In [1]:
# HIDDEN
Base.displaysize() = (5, 80)
using DataFrames
using CSV

## Granularity

The granularity of your data is what each record in your data represents. For example, in the Calls dataset each record represents a single case of a police call.

In [3]:
# HIDDEN
calls = CSV.read("data/calls_julia.csv")

Unnamed: 0_level_0,Day,CASENO,OFFENSE,CVLEGEND,BLKADDR
Unnamed: 0_level_1,String,Int64,String,String,String⍰
1,Sunday,17091420,BURGLARY AUTO,BURGLARY - VEHICLE,2500 LE CONTE AVE
2,Sunday,17038302,BURGLARY AUTO,BURGLARY - VEHICLE,BOWDITCH STREET & CHANNING WAY
3,Sunday,17049346,THEFT MISD. (UNDER $950),LARCENY,2900 CHANNING WAY
4,Sunday,17091319,THEFT MISD. (UNDER $950),LARCENY,2100 RUSSELL ST
5,Sunday,17044238,DISTURBANCE,DISORDERLY CONDUCT,TELEGRAPH AVENUE & DURANT AVE
⋮,⋮,⋮,⋮,⋮,⋮


In the Stops dataset, each record represents a single incident of a police stop.

In [4]:
# HIDDEN
stops = CSV.read("data/stops_julia.csv")

Unnamed: 0_level_0,Incident Number,Call Date/Time,Location,Incident Type
Unnamed: 0_level_1,String,Dates…,String,String
1,2015-00004825,2015-01-26T00:10:00,SAN PABLO AVE / MARIN AVE,T
2,2015-00004829,2015-01-26T00:50:00,SAN PABLO AVE / CHANNING WAY,T
3,2015-00004831,2015-01-26T01:03:00,UNIVERSITY AVE / NINTH ST,T
4,2015-00004848,2015-01-26T07:16:00,2000 BLOCK BERKELEY WAY,1194
5,2015-00004849,2015-01-26T07:43:00,1700 BLOCK SAN PABLO AVE,1194
⋮,⋮,⋮,⋮,⋮


On the other hand, we could have received the Stops data in the following format:

In [19]:
# HIDDEN
using Dates
stops[!, :Call_Date] = Date.(stops[:, Symbol("Call Date/Time")])
by(stops, :Call_Date, :Call_Date => length)

Unnamed: 0_level_0,Call_Date,Call_Date_length
Unnamed: 0_level_1,Date,Int64
1,2015-01-26,46
2,2015-01-27,57
3,2015-12-04,41
4,2015-01-28,56
5,2015-11-06,52
⋮,⋮,⋮


In this case, each record in the table corresponds to a single date instead of a single incident. We would describe this table as having a coarser granularity than the one above. It's important to know the granularity of your data because it determines what kind of analyses you can perform. Generally speaking, too fine of a granularity is better than too coarse; while we can use grouping and pivoting to change a fine granularity to a coarse one, we have few tools to go from coarse to fine.

## Granularity Checklist

You should have answers to the following questions after looking at the granularity of your datasets.

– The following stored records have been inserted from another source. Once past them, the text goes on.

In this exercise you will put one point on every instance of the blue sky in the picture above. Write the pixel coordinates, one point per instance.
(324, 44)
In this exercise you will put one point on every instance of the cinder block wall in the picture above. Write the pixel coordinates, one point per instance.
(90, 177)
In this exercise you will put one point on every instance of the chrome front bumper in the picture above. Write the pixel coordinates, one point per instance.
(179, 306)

We will answer them for the Calls and Stops datasets.

**What does a record represent?**

In the Calls dataset, each record represents a single case of a police call. In the Stops dataset, each record represents a single incident of a police stop.

**Do all records capture granularity at the same level? (Sometimes a table will contain summary rows.)**

Yes, for both Calls and Stops datasets.

**If the data were aggregated, how was the aggregation performed? Sampling and averaging are are common aggregations.**

No aggregations were performed as far as we can tell for the datasets. We do keep in mind that in both datasets, the location is entered as a block location instead of a specific address.

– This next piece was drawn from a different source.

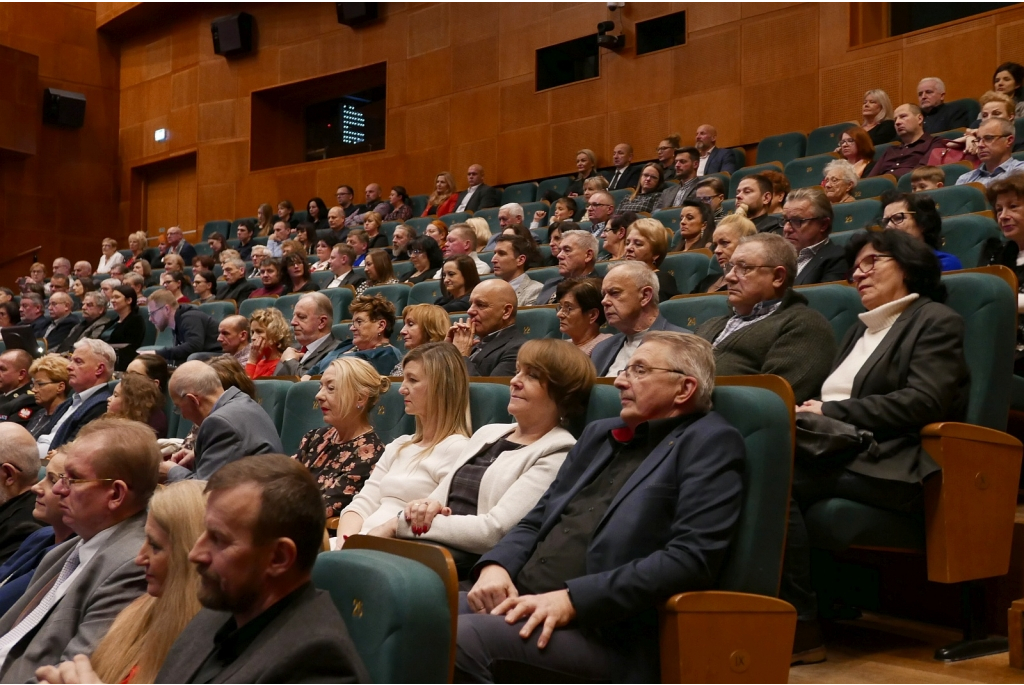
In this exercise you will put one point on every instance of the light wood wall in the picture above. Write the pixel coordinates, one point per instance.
(461, 86)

**What kinds of aggregations can we perform on the data?**

For example, it's often useful to aggregate individual people to demographic groups or individual events to totals across time.

In this case, we can aggregate across various granularities of date or time. For example, we can find the most common hour of day for incidents with aggregation. We might also be able to aggregate across event locations to find the regions of Berkeley with the most incidents.